A wealth of information about installing and configuring Tor is available on the web, but for your purposes with SpiderFoot, you simply need to download and run the Tor client and enable control connections so that SpiderFoot can control it.

NOTE: Tor offer a “Tor Browser” which is NOT what you must use with SpiderFoot - you need the Tor “stand-alone” client.

For Linux/BSD

  1. Go to the Tor download page and download the package for your platform.
  2. Compile/Install the package as per the instructions provided.
  3. Run Tor as follows:
tor --SocksPort 9050 --ControlPort 9051

Output from the process should indicate any errors and general status updates, but a message like this would indicate you are successfully set up:

[notice] Tor has successfully opened a circuit. Looks like client functionality is working.

For Windows:

  1. Go to the Tor download page click Windows and then download the Expert Bundle. Do not download the “Tor Browser”!
  2. Unzip the package to a directory of your choice, open the Windows command line and change to the unzipped package “Tor” directory.
  3. Run Tor as follows:
tor --SocksPort 9050 --ControlPort 9051

Check that it is running and listening on both ports using Task Manager and then netstat should also indicate it is listening on both ports:

C:\Tor>netstat /na | findstr 905
  TCP    127.0.0.1:9050         0.0.0.0:0              LISTENING
  TCP    127.0.0.1:9051         0.0.0.0:0              LISTENING

Configuring SpiderFoot for Tor

To enable Tor in SpiderFoot, go to the Settings menu, and then the Global tab. Scroll down and you will see the following options:

Here is each option explained:

Once you have changed these settings, click the Save Changes button and you are ready to run your scan through Tor. Check the SpiderFoot logs for your scan to see any errors that might be related to Tor.
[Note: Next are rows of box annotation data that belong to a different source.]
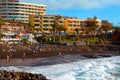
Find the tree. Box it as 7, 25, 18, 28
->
27, 22, 34, 33
87, 16, 98, 38
101, 25, 114, 39
51, 15, 62, 35
0, 18, 3, 44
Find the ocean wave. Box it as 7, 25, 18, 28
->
0, 56, 120, 80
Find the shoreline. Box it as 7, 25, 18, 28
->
0, 45, 120, 66
0, 53, 120, 67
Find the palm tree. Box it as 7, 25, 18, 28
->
51, 15, 62, 35
27, 22, 34, 33
87, 16, 98, 38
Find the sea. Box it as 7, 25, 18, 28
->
0, 56, 120, 80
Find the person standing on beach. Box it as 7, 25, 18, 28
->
22, 52, 26, 61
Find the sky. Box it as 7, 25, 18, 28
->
21, 0, 120, 26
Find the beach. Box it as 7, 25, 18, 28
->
0, 45, 120, 66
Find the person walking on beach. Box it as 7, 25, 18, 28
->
6, 55, 10, 64
22, 52, 26, 61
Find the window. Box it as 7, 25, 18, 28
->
34, 24, 39, 26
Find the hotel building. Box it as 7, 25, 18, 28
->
0, 0, 46, 23
65, 18, 86, 34
28, 15, 64, 33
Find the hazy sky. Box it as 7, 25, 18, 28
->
21, 0, 120, 25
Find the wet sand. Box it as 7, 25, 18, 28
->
0, 46, 119, 66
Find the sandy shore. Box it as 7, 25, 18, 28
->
0, 45, 120, 66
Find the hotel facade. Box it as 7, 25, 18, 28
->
28, 15, 89, 34
28, 14, 64, 33
0, 0, 46, 23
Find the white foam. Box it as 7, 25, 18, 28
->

Warning: One very critical caveat is that the use of Tor only applies to TCP connectivity because Tor explicitly does not support UDP, and thus any DNS look-ups performed directly by SpiderFoot’s sfp_dns module will go directly to your configured DNS server.

How does it work?

Various SpiderFoot modules have mechanisms to detect when CAPTCHA’s or other blocking is being implemented by various intelligence sources (e.g. Google, Bing, etc.) When SpiderFoot detects this, it uses the Stem library to send a NEWNYM command to Tor. Tor then sets up a new circuit for subsequent connections. SpiderFoot will attempt to switch circuits up to three times before giving up.